終わらなかった計画は
「捨てる勇気」を持つ
夏休みに立てた計画をすべて予定通りに実行できたご家庭は、ほぼないと言ってよいでしょう。終わらなかった宿題や積み残しをすべて抱えたまま2学期へ進むのは危険です。
ここはお子さんの理解度や体力を見ながら、親子で優先順位を決め、「捨てる勇気」を持ってください。 「これは今後の授業に必要だからやる」「これは余裕があれば取り組む」「これは今回はやらない」と取捨選択して構いません。
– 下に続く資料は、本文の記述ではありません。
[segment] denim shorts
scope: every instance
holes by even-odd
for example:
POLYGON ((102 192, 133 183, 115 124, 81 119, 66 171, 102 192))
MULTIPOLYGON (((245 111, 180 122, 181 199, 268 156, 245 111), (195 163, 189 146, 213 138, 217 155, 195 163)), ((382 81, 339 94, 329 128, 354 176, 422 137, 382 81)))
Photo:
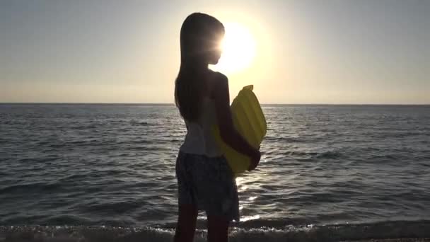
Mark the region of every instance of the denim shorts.
POLYGON ((223 156, 179 152, 176 160, 179 204, 192 204, 207 216, 239 221, 236 180, 223 156))

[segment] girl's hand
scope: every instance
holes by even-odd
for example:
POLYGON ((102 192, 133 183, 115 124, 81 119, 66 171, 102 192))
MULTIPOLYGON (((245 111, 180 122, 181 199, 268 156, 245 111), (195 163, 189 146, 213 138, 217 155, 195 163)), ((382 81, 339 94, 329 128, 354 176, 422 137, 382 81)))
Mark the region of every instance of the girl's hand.
MULTIPOLYGON (((260 147, 259 147, 260 149, 260 147)), ((260 160, 261 159, 261 153, 260 152, 259 150, 255 150, 255 154, 253 154, 251 156, 251 163, 250 164, 250 166, 248 168, 248 171, 251 171, 254 169, 255 169, 255 168, 257 168, 257 166, 258 166, 258 163, 260 163, 260 160)))

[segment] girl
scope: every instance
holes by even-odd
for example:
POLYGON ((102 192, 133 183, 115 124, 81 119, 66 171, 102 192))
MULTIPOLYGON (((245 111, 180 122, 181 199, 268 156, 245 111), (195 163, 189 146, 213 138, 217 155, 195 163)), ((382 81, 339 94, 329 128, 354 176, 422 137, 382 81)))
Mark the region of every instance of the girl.
POLYGON ((221 57, 224 27, 216 18, 194 13, 180 30, 181 64, 175 101, 187 126, 176 161, 179 216, 175 241, 192 241, 197 212, 204 210, 208 241, 228 241, 229 222, 239 220, 238 190, 233 174, 211 132, 217 125, 221 139, 251 158, 257 167, 260 153, 234 129, 227 77, 208 68, 221 57))

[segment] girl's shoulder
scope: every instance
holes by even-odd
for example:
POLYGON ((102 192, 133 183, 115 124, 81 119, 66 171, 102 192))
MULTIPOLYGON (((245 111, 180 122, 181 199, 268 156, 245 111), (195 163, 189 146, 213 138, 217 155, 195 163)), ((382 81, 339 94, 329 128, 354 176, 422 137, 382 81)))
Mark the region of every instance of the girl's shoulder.
POLYGON ((209 70, 208 87, 211 98, 228 92, 228 79, 221 72, 209 70))

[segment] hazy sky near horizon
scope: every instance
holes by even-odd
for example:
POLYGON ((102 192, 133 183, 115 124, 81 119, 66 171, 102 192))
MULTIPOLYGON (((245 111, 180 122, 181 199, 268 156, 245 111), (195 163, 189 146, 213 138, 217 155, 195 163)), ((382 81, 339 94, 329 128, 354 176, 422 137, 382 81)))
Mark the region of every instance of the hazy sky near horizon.
POLYGON ((0 1, 0 102, 173 103, 179 32, 245 26, 263 103, 430 103, 430 1, 0 1))

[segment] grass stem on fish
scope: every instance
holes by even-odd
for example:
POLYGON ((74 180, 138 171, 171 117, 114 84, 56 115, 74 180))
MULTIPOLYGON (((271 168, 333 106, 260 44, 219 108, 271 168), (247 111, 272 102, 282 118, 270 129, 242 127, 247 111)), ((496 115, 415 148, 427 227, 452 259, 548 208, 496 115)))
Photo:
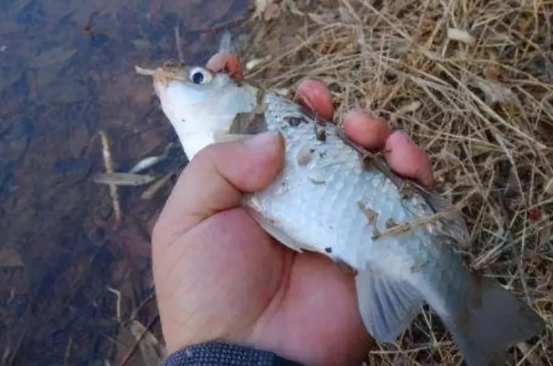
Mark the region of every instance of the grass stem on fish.
POLYGON ((353 269, 359 312, 377 341, 394 342, 424 303, 469 366, 504 365, 510 348, 545 330, 527 304, 463 265, 454 249, 468 229, 461 216, 445 214, 448 202, 395 175, 378 156, 364 164, 367 156, 334 124, 283 96, 200 66, 168 62, 142 72, 153 77, 189 160, 225 134, 283 135, 283 171, 263 191, 244 194, 242 204, 283 245, 353 269), (419 224, 394 231, 409 222, 419 224))

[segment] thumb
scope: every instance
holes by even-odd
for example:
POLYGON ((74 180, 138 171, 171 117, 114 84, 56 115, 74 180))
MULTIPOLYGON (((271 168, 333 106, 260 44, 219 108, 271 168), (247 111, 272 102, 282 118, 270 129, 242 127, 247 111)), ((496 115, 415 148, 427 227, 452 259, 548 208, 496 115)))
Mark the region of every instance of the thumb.
POLYGON ((278 132, 201 150, 173 189, 154 227, 153 245, 168 245, 210 216, 238 206, 242 192, 263 189, 281 169, 284 155, 278 132))

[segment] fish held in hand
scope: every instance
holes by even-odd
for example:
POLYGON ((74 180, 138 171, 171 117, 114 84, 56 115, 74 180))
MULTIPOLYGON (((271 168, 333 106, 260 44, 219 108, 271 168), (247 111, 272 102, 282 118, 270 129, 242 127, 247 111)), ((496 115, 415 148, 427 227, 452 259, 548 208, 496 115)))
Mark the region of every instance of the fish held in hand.
POLYGON ((320 253, 354 274, 359 313, 377 341, 395 341, 425 302, 470 366, 504 364, 508 348, 544 330, 525 302, 463 265, 453 249, 467 228, 446 215, 446 201, 394 174, 377 156, 361 158, 335 124, 204 67, 166 63, 142 73, 153 77, 189 159, 218 142, 282 134, 283 169, 264 190, 244 194, 242 205, 284 245, 320 253))

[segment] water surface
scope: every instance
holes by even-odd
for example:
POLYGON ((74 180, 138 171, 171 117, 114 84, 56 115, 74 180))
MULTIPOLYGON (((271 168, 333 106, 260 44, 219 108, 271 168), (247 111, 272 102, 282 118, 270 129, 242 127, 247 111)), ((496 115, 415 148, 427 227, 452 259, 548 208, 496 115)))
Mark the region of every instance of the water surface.
MULTIPOLYGON (((176 25, 186 60, 205 62, 247 3, 0 2, 0 364, 155 360, 131 330, 159 333, 150 233, 172 183, 150 200, 148 186, 119 189, 117 225, 92 180, 105 169, 98 132, 118 171, 176 142, 134 65, 177 59, 176 25)), ((147 172, 174 181, 186 163, 176 148, 147 172)))

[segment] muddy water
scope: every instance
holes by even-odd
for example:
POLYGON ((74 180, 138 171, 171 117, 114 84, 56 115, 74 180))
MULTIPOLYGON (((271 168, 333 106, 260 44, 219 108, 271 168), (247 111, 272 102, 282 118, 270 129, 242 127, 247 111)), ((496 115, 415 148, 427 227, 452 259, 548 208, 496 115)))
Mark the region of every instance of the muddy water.
POLYGON ((176 142, 134 65, 178 59, 176 25, 186 60, 205 62, 247 3, 0 2, 0 364, 155 364, 155 342, 134 347, 140 327, 159 335, 150 233, 186 160, 167 150, 151 199, 119 188, 118 225, 92 180, 98 132, 118 171, 176 142))

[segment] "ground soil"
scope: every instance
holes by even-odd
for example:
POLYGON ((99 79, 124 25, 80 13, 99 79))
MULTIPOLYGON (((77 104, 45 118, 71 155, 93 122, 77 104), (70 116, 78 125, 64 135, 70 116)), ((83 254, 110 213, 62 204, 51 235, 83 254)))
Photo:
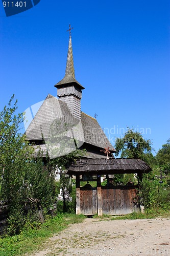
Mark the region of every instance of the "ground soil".
POLYGON ((170 219, 86 219, 51 238, 32 255, 170 255, 170 219))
もし、宿題を終えること自体が目的になり、問題文をよく読まずに解答を書き写すような状態になっているなら、学習効果はありません。判断に迷う場合や宿題の量を調整したい場合は、家庭だけで抱え込まずに塾の先生に相談してみましょう。
また、塾から帰宅した直後に「今日は何を習ったの?」「宿題は?」と立て続けに聞くのも避けましょう。お子さんが「学校も塾もしんどい」と口にしたときは、指示を出す前にまず「よく頑張っているね」と認めること。食事中などの自然な会話の中で「授業で面白かったことはあった?」と問いかけるほうが、お子さんの記憶の整理や学習意欲の向上につながります。
2学期の好スタートは
「睡眠」と「朝のルーティン」から
学習面とともに最優先で見直したいのが、生活リズムです。 2学期は、朝から学校の授業を受け、夕方から塾へ通う日常が戻ってきます。さらに運動会や学習発表会などの学校行事も多く、残暑の中で子どもたちは予想以上に体力を消耗します。
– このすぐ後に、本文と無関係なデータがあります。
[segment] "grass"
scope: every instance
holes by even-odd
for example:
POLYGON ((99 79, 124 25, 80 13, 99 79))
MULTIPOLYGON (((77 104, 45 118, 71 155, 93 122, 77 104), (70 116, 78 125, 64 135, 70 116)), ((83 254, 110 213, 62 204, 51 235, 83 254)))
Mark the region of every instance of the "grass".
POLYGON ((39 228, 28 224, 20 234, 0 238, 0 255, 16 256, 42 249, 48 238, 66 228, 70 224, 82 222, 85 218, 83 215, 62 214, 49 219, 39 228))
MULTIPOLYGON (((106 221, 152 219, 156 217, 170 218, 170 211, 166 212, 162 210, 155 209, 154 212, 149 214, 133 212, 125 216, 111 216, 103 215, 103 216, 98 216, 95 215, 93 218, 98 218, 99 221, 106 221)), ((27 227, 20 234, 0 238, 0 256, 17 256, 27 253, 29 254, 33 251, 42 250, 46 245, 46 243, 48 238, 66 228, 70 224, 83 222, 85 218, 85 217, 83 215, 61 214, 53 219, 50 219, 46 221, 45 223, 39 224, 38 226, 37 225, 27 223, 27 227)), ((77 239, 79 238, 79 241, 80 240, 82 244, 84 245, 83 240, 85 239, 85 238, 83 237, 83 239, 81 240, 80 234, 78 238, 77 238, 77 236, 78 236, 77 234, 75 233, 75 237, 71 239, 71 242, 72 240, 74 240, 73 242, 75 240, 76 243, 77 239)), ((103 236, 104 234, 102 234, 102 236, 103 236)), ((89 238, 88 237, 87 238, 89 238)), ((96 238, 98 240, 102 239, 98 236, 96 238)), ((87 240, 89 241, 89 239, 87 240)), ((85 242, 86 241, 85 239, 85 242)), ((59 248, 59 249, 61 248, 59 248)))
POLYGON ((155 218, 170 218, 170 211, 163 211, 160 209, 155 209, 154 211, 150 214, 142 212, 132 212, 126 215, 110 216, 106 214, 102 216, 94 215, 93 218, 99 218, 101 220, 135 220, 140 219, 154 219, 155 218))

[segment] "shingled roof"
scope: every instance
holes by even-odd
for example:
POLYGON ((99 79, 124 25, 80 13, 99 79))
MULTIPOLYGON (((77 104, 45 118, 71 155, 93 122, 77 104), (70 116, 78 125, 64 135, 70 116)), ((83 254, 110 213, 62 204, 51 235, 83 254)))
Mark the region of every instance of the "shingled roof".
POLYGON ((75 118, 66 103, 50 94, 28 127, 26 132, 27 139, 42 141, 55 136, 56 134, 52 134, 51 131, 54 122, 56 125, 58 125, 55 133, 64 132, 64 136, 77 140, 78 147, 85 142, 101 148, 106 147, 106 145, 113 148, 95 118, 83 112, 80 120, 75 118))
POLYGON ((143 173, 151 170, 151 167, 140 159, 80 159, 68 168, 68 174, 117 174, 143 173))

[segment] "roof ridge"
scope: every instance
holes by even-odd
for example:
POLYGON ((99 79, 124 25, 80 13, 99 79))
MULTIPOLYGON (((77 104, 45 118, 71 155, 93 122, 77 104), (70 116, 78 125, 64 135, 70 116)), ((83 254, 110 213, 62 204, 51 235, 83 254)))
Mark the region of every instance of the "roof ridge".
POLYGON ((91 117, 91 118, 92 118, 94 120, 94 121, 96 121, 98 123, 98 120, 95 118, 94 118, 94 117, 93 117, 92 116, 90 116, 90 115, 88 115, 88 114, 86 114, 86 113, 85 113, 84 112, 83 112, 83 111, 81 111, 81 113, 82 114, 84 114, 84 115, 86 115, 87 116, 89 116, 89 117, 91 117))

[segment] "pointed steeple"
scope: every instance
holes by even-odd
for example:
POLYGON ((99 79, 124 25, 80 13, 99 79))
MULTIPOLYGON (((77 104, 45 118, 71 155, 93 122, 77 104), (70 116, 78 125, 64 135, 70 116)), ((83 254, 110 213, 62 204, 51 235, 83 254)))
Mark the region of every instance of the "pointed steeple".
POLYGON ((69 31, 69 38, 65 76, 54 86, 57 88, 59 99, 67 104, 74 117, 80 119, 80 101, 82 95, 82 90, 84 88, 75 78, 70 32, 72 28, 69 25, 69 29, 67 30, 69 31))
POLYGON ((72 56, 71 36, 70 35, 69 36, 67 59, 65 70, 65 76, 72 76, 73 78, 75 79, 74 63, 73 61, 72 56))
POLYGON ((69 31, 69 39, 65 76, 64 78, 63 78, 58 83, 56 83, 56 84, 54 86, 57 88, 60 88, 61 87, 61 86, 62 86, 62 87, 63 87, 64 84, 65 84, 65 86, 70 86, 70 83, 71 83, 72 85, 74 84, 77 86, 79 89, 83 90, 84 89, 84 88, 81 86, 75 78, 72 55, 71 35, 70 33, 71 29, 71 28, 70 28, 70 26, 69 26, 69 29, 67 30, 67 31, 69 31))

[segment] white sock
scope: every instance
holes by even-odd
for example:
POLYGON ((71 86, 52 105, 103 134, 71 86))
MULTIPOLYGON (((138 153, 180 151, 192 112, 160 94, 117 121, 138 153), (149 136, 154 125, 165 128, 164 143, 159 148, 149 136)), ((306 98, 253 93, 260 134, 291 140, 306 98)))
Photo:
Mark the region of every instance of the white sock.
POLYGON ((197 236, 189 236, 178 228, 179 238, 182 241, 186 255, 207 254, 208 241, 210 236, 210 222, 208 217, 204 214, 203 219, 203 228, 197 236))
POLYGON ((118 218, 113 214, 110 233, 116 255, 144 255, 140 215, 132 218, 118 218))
夏休みの遅れを取り戻そうとして夜遅くまで机に向かわせるのは逆効果です。まずは就寝と起床の時間を学校のある日のリズムに戻し、勉強時間よりも「睡眠時間」をしっかり確保してください。
そのうえで、計算問題や漢字、熟語など、短時間で取り組める「朝学習」の習慣を取り戻しましょう。朝のルーティンが定着していれば、学校行事などで夜の勉強時間が予定通りに取れない日があっても、学習全体のリズムが大きく崩れるのを防ぐことができます。